Chegado à aldeia ter-seá exilado adoptando uma nova identidade e criando uma nova (sim, nova) família. Ficou conhecido localmente pelos seus sermões e por ajudar os necessitados vestindo sempre uma toga (ao estilo da Judeia) cinzenta e um casaco de muitas pregas.Após a sua morte o seu corpo foi deixado numa colina durante quatro anos, mantendo as tradições locais da altura. Após este tempo os seus restos mortais foram depositados numa tumba (hoje encimada por uma grande cruz de madeira e rodeada por uma cerca).

Toda esta história parece mais saída de um filme barato do que da vida de tão importante personagem. Todavia é importante mencionar que o salvador de Shingo é ainda hoje relembrado vigorosamente e alguns costumes locais da época demarcavam-se do resto do Japão: os homens vestiam togas ou robes muito ao género dos descritos na Bíblia, as mulheres usavam véus e os bebés eram carregados em cestas de vime tal como era tradição na Terra Santa, não só usavam regularmente a estrela de David mas também as crianças eram cerimonialmente, como talismã de sorte, baptizadas com o desenho de uma cruz na testa feita com carvão. No supracitado museu salienta-se que o dialeto local contém palavras como aba ou gaga (mãe) e aya ou dada (pai) que são extremamente próximas às palavras hebraicas e existem vários estudiosos que mencionam o facto de que Shingo tivesse outrora sido um local de descendência das dez tribos perdidas de Israel.
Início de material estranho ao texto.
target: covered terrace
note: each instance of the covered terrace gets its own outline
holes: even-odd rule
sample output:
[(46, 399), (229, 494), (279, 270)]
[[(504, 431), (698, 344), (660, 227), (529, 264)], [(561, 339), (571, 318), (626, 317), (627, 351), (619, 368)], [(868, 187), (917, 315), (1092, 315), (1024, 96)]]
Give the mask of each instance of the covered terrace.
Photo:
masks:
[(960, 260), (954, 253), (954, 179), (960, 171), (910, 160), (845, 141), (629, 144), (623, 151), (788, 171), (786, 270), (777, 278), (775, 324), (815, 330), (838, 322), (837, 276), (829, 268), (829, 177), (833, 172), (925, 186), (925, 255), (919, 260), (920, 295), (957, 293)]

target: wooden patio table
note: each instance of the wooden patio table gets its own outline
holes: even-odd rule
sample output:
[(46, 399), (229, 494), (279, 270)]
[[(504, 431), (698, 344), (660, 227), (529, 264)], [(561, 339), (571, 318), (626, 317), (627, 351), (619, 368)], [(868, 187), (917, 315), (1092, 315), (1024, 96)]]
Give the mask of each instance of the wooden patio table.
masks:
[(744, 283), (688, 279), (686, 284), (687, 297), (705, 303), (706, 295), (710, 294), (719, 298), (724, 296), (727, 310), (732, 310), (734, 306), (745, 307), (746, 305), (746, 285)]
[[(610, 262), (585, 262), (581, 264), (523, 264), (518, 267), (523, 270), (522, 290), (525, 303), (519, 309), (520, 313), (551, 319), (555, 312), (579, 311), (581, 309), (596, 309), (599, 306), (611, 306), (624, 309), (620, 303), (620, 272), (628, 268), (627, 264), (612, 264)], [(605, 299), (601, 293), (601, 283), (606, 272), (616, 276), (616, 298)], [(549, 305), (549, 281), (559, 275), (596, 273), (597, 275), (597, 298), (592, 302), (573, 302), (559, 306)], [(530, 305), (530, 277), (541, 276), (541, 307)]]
Curiosamente, e como combustível para toda esta questão, em 2004 o embaixador israelita Eli Cohen visitou a tumba e ali deixou uma dedicatória em hebreu numa placa que honra os laços entre Shingo e Jerusalém.

A chave para este mistério todo está, aparentemente, num pergaminho que terá sido supostamente ditado pelo próprio perto da sua morte descoberto em 1936. Nesse manuscrito, descoberto por um sacerdote xintoísta, contam-se as aventuras de Daitenku Taro Jurai como Jesus Cristo na sua viagem da Judeia ao Japão e como se estabeleceu em Shingo até morrer.

Termino esta bizarra notícia lamentando que o manuscrito original tenha sido destruído durante a 2ª Guerra Mundial e algo espantado com o facto de Jesus ter vivido durante o período japonês Yayoi, uma era caracterizada pela rudimentaridade da civilização e raros escritos.